YouTube has announced a new set of policies and penalties aimed at punishing the "egregious actions" of some YouTubers.
The new rules follow YouTube last weeksuspending ads on YouTube star Logan Paul's channel after he posted a video of himself tasering a dead rat.
He also pulled an apparently unhealthy fish out of a pond and gave it CPR as a joke. The videos were part of his comeback following a month's break due to his scandalous suicide forest video.
YouTube has posted a new support page detailing repercussions for YouTube creators who commit "severe or egregious" violations of its policies and who cause widespread harm to the YouTube community, including other creators, viewers and advertisers.
It notes that content might qualify as a severe or egregious violation if a creator "conducts a heinous prank where people are traumatized, promotes violence or hate toward a group, demonstrates cruelty, or sensationalizes the pain of others in an attempt to gain views or subscribers".
The punishment for such transgressions may include being removed from Google Preferred and suspending, concealing or removing the creator from YouTube Originals.
Creators channels can also lose the ability to serve ads, earn revenue, and may also be removed from the YouTube Partner Program. Creators may also lose the ability to be recommended through appearances on the Home page, Trending tab or in Watch Next recommendations.
YouTube has faced criticism for its inconsistent enforcement of policy violations.
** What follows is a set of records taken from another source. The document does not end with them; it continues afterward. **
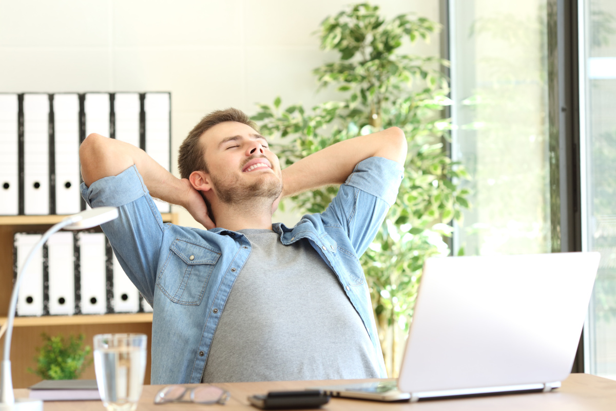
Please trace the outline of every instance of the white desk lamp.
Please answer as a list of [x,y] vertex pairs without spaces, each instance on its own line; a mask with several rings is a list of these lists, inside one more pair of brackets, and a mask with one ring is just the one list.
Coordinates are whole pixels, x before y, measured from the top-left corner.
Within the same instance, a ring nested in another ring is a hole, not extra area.
[[83,230],[89,229],[110,221],[118,217],[118,209],[115,207],[97,207],[68,216],[55,224],[43,234],[43,238],[36,243],[28,254],[22,266],[13,286],[13,293],[9,304],[9,317],[7,321],[6,335],[4,337],[4,357],[2,362],[2,373],[0,374],[2,385],[0,385],[0,411],[43,411],[43,401],[25,398],[15,399],[13,394],[13,378],[10,373],[10,339],[13,334],[13,320],[17,306],[17,295],[22,283],[23,272],[32,259],[34,253],[45,243],[52,234],[64,229],[65,230]]

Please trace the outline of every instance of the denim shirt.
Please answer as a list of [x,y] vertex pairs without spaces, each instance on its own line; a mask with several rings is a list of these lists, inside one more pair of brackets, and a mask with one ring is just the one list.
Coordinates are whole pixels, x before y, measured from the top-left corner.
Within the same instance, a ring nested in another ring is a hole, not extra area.
[[[272,225],[283,244],[307,238],[336,274],[361,317],[386,378],[372,304],[359,258],[395,201],[403,169],[371,157],[359,163],[322,213],[305,215],[293,228]],[[233,282],[252,246],[241,233],[163,223],[133,166],[89,187],[92,207],[118,208],[102,226],[120,265],[153,307],[152,384],[198,383]]]

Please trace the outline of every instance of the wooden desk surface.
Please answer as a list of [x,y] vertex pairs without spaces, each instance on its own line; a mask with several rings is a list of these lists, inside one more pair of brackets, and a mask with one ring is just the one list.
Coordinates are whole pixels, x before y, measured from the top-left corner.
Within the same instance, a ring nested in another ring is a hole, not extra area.
[[[137,407],[137,411],[164,411],[164,410],[253,410],[246,397],[253,394],[265,394],[270,391],[303,389],[315,385],[327,385],[352,382],[350,380],[319,381],[281,381],[265,383],[233,383],[215,384],[231,393],[231,397],[224,405],[203,405],[194,404],[169,404],[154,405],[154,396],[162,386],[147,385]],[[27,389],[15,390],[15,396],[27,397]],[[429,401],[410,404],[408,402],[387,404],[375,401],[332,398],[323,407],[330,411],[363,411],[387,410],[389,411],[507,411],[508,410],[557,410],[573,411],[609,410],[616,406],[616,381],[602,378],[589,374],[571,374],[562,382],[562,386],[551,393],[500,395],[475,398]],[[44,404],[45,411],[97,411],[103,410],[100,401],[51,401]]]

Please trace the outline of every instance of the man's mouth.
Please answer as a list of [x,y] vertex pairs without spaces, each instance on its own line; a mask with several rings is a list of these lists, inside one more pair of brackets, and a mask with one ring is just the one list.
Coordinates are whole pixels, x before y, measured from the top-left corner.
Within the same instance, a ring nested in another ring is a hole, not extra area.
[[257,158],[253,158],[246,163],[241,171],[243,173],[249,173],[254,170],[269,169],[271,168],[272,166],[270,165],[269,160],[264,157],[259,157]]
[[253,165],[250,167],[248,167],[247,169],[244,170],[244,173],[249,173],[250,171],[252,171],[253,170],[256,170],[257,168],[269,168],[269,166],[268,166],[265,163],[257,163],[256,164]]

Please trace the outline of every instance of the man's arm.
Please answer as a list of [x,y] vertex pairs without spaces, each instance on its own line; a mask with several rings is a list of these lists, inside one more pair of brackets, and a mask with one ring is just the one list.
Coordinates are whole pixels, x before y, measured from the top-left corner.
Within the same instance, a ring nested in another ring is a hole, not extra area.
[[324,185],[341,184],[355,165],[369,157],[404,164],[407,139],[397,127],[341,141],[302,158],[282,171],[283,197]]
[[93,133],[81,144],[79,159],[81,175],[88,187],[105,177],[117,176],[135,165],[152,197],[184,207],[207,229],[214,227],[208,216],[203,197],[190,182],[174,177],[143,150]]

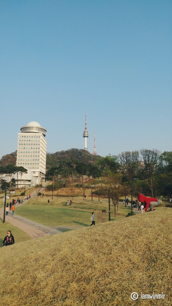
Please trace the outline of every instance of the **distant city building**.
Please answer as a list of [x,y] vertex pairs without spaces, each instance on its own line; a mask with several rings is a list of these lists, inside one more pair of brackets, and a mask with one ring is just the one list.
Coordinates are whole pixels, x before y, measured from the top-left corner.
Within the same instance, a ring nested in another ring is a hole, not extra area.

While it removed Paul's preferred status over the suicide video, it hadn't penalized him for harassing Tokyo residents.
YouTube says the new sanctions on violations of its policies are aimed at enabling a swifter response.
"In the past, we felt our responses to some of these situations were slow and didn't always address our broader community's concerns," explained YouTube's vice president of product management, Ariel Bardin.